[Audio for this study is available at Sermons.net, as is a PDF copy of the notes.]

Jesus returns to Jerusalem for the third time in the Gospel of John, this time for the Feast of Tabernacles (7:2) and the Feast of Dedication (10:22).  He spends a significant time in Jerusalem and there is increased opposition to Jesus from the Jews in the city. This will culminate in John 11:57 when the Pharisees decide that they must arrest and execute Jesus.

The Feast of Tabernacles (Sukkot) is a week long celebration of the Wilderness period (usually in late September or October, 15-21 Tishri, see Lev 23:34).  In A. D. 32, the feast was celebrated Sept 10-17, the Feast of Dedication is two months later.  Tabernacles is an 8 day pilgrimage in Sept / Oct at the end of the grape harvest, marked by prayers for rain.  By the first century, there were daily processions from the pool of Siloam to the temple to pour out libations on the altar.  The courts of the temple were lit by huge torches, thus we have a combination of the themes of water and light that Jesus uses for the teaching sections.

The Feast of Tabernacles celebrated the time Israel spent in the wilderness but also their entry into the land of Canaan.   Just as Passover celebrated the birth of the nation in the Exodus, Tabernacles celebrated the nation’s pristine years in the wilderness, where they learned the name of God, received his Law, where they rebelled against him but also experienced his grace and forgiveness.  The wilderness period culminated in the Conquest, Joshua’s entry into the Land of Canaan and the expulsion of the Canaanites from the Land promised to Abraham and his descendants.

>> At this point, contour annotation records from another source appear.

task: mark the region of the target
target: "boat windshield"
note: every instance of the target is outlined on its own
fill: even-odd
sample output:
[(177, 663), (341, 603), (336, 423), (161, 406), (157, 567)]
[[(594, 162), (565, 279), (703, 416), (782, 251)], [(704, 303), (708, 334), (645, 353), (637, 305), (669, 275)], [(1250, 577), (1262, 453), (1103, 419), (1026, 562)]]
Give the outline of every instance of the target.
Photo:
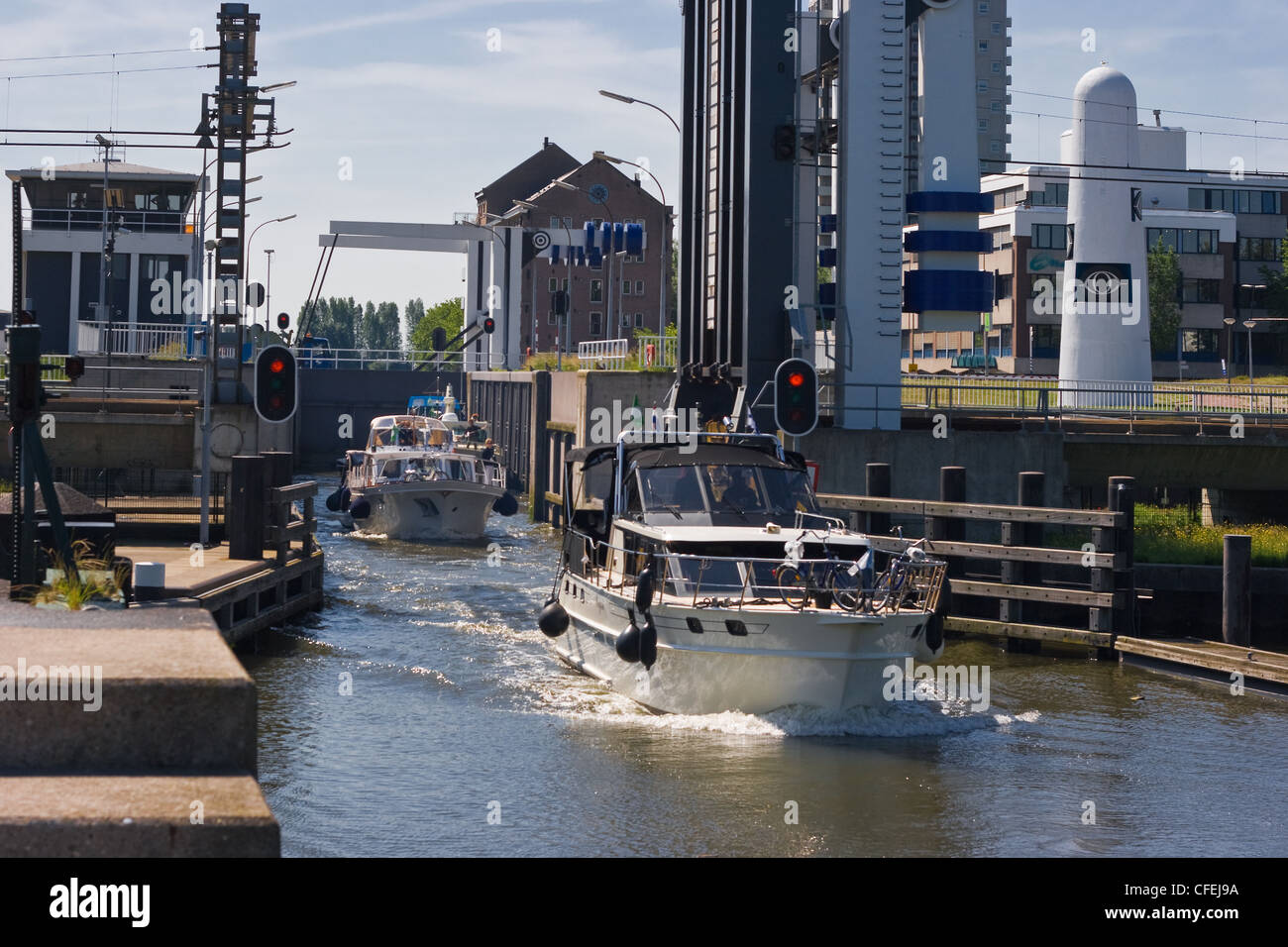
[(818, 513), (802, 470), (730, 464), (640, 470), (638, 491), (634, 484), (629, 490), (627, 509), (635, 504), (650, 519), (652, 514), (667, 514), (672, 521), (708, 514), (730, 524)]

In the prophets, the Exile was described as a long time in the wilderness.  Israel was once again facing the punishment of God because of their covenant unfaithfulness.  The Feast of Tabernacles naturally stirred the nation’s hope for a new Joshua who would begin another Conquest of the Land promised to Abraham.  That Jesus is the same name as Joshua ought not be ignored, since Jesus will draw attention to himself as a messianic figure during a Feast dedicated to a remembrance of that first Joshua and the end of the exile in the wilderness.  Perhaps Jesus is the one that will end the long Exile of Israel, now under Roman rule.

Just as he did in the feeding of the 5000, Jesus plays on the imagery of Israel in the wilderness in the feast of Tabernacles in order to draw attention to himself as the one who leads Israel out of the wilderness at the end of her long Exile.